This centuries-old tradition is now ubiquitous. More talented and academically trained fine artists populate the ranks of street painters. In addition to Kurt Wenner, street artists such as Manfred Stader, Eduardo Relero, and Edgar Mueller are in demand throughout the world. Even new members of the street painting ranks have their own websites and earn part of their living as featured artists on the U.S. festival circuit. Street painting festivals are low maintenance, environmentally and family friendly, and great crowd pleasers, luring visitors to downtown shopping and cultural districts. Everyone can participate.

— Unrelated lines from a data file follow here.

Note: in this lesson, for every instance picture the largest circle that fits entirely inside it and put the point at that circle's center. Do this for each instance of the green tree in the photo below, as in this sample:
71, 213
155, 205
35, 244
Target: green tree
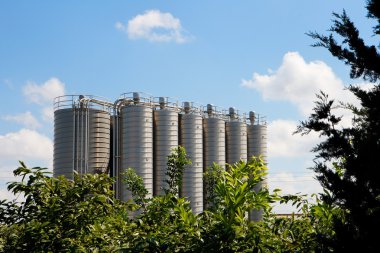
348, 160
60, 215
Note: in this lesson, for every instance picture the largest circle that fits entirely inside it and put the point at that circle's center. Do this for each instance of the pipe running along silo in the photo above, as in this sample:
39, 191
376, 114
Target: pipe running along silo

The bar has been raised—but ironically, as teams of street painters seek to create the largest, most jaw-dropping 3-D special effects, many of the original tools and techniques are being cast aside. Artists now employ variations that allow them to work faster and that enable their work to last longer and support more dramatic effects. Madonnari working outside tourist attractions frequently underpaint their works on huge sheets of canvas cleverly concealed along the edges so it appears to be the pavement. Many street painting teams first paint their image with tempera paints. And street paintings are no longer relegated to the pavement, as artists incorporate walls and other vertical elements to create entire “walk-in” environments.
On September 13 and 14 I invite you to visit us on the museum’s south side and stroll among several hundred fleeting images of “chalk art,” the work of more than 2,000 participants—from toddlers to Cleveland’s finest Madonnari. Should you wish to join the fun, your participation is more than welcome. I hope to see you there.